Mond über der Stadt

Schubert B.

Lyrik

Komp. Sieghart Schubert

Text: Ingeburg Branoner

Mond über der Stadt,

das wird eine schlaflose Nacht.
Mond über der Stadt,
mal sehen was die Stadt heut so macht.
Hinter Fenstern noch manchmal ein Licht,
Fernsehzeit ist lange vorbei.
Leute schlafen schon ohne Gewicht,
ein Taxi kommt und ist sogar frei.
 

Komm wir laufen ein Stück durch die Nacht, heut Nacht.

Weil der Mond so neugierig macht.
 

Mond über der Stadt,

ein Kellner schnappt mich vor der Tür.
Mond über der Stadt,
die Bar macht heut` durch bis um Vier.
Fenster quietschen, ein Auto hält an.
Männer schleppen Kisten hinaus
Und verschwinden so schnell wie gekommen,
die frischen Brötchen frieren vor `m Haus.
 

Komm wir laufen ein Stück durch die Nacht, heut Nacht.

Weil der Mond so neugierig macht.
 

Mond über der Stadt,

zwei stehen im Hausflur sehr eng.
Mond über der Stadt,
wer nimmt da die Sache so streng.
Riesebesen kehren die Strassen,
Und die Müllmänner lärmen vor `m Haus.
weißes Mondlicht beleuchtet die Bühne,
ohne Blumen und ohne Applaus.
 

Komm wir laufen ein Stück durch die Nacht, heut Nacht.

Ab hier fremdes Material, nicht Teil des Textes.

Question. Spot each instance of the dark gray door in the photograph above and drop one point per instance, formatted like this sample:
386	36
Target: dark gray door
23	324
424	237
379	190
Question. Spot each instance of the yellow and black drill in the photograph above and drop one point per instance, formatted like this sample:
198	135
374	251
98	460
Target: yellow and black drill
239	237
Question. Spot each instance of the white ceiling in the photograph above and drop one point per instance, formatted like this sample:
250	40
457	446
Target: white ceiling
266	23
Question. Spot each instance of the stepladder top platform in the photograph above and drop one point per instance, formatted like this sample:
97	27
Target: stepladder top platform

Weil der Mond so neugierig macht.
Komm wir laufen ein Stück durch die Nacht, heut Nacht.
Weil der Mond so neugierig macht.
Komm wir laufen ein Stück durch die Nacht, heut Nacht.
Weil der Mond so neugierig macht.
Komm wir laufen ein Stück durch die Nacht, heut Nacht,
die Stadt heut Nacht.

Hinweis: Der hier aufgeführte Text entstammt keiner gedruckten Publikation, sondern wurden von den Originalaufnahmen abgehört. Für ihre hundertprozentige Richtigkeit kann deshalb keine Garantie übernommen werden.